H ow did a New York rabbinical student with no secular education wind up with a PhD and create one of largest charitable kitchens in Australia? Actually if you’d asked Rabbi Dr. Dovid Slavin 25 years ago if he could imagine himself one day running a multimillion-dollar food operation Down Under and becoming a recognized academic to boot he probably wouldn’t have flinched.

“If you want to make G-d laugh tell Him your plans ” he says today. “I take every day and every challenge and every opportunity as it comes.”

That’s how Rabbi Slavin together with his wife Laya wound up transforming the basement of Sydney’s Yeshiva Centre — the Chabad headquarters of New South Wales — into a massive multicultural kitchen that would be used to benefit anyone in the region Jew and gentile alike.

The idea for creating Our Big Kitchen grew out of the Slavins’ optimistic chesed-oriented worldview and seemingly endless energy when it comes to helping people in need.

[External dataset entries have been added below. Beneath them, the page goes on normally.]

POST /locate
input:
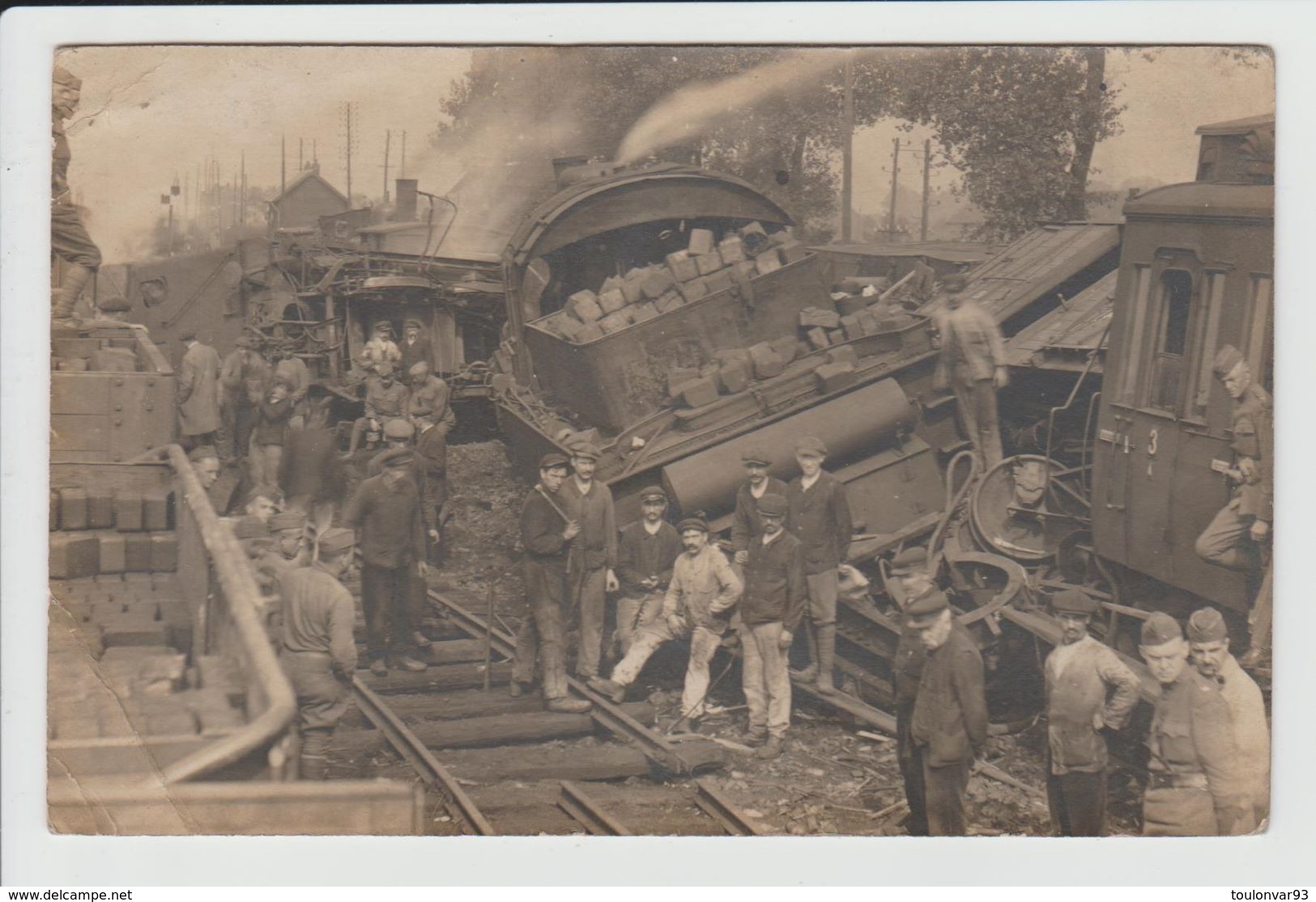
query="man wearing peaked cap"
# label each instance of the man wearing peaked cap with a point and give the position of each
(747, 524)
(820, 518)
(385, 512)
(973, 364)
(1193, 747)
(949, 723)
(319, 651)
(645, 555)
(1088, 689)
(547, 535)
(1208, 649)
(594, 558)
(772, 609)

And Sydney became the place where they’d make their mark.

Back in 1988 Dovid Slavin’s cousin was getting married in Melbourne and he and his father traveled to the wedding. “I was a 22-year-old Lubavitcher bochur then and before we left my mother gave my father one very strict instruction: Under no circumstances should you listen to any Australian shidduch suggestions ” Rabbi Slavin recounts. “Lo and behold on our second day in Australia my cousin approached my father to suggest Laya for me. But he followed instructions.”

It took almost two years before the shidduch was suggested again and Dovid and Laya finally met. They married in Sydney and then went back to New York where Dovid learned in kollel. The following year in 1992 on a trip to Sydney for the birth of their oldest job offers began to drift toward the young American.

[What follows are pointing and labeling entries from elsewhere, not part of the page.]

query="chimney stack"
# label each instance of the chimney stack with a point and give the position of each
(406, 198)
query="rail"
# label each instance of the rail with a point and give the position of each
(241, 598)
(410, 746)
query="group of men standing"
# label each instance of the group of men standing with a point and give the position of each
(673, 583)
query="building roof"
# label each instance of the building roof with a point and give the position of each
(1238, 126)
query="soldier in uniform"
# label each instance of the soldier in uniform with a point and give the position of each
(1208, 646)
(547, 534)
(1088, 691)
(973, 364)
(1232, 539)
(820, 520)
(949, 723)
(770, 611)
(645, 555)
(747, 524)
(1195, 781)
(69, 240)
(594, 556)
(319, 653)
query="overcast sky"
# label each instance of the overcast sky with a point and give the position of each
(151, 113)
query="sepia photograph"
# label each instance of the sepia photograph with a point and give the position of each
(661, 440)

“I wrote to the Lubavitcher Rebbe about two jobs I was interested in plus an offer from Rabbi Pinchus Feldman head shaliach of New South Wales about a director position in the Yeshiva Gedola of Sydney which I was not particularly interested in. The Rebbe responded by wishing me brachah v’hatzlachah in the Yeshiva Gedola position and ignored the other openings. I followed instructions.”

He’s been executive director of the Yeshiva Gedola Rabbinical College of Sydney ever since and at the end of 2012 assumed responsibility for the Children’s Cheder as well bringing the energy and passion of Crown Heights to the laid-back Australian coastal city.

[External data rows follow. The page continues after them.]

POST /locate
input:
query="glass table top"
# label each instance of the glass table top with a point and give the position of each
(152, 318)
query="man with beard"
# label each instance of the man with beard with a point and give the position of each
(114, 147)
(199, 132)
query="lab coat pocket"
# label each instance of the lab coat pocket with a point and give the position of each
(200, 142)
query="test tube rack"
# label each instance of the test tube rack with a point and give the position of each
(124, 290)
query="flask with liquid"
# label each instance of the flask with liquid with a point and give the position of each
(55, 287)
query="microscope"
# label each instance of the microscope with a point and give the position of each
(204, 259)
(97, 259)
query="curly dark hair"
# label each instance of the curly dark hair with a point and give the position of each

Education is a prime Australian commodity with students from all over the Pacific Rim attracted to Australian universities. Yeshiva Gedola of Sydney was also drawing bochurim from abroad but since the yeshivah was not a registered institution accepting them was problematic. In order to get the institution accredited its director Rabbi Slavin was advised to enroll in university himself. His chinuch in Crown Heights and previous shlichus in Russia did not include any secular studies but today Rabbi Dr. Slavin has earned a PhD in education and history from the University of Sydney. “Successful Innovation to Preserve Tradition” was the title of his thesis which examined the educational contribution of Rav Meir Shapiro to the Jewish world. He was drawn to this as it was the world of his own grandfather and namesake Rabbi Dovid Mintzberg Hy”d who was mashgiach of Yeshivas Chachmei Lublin.

“It was a huge learning curve ” he says noting the challenge of being accepted to a doctoral program with no prior secular academic background.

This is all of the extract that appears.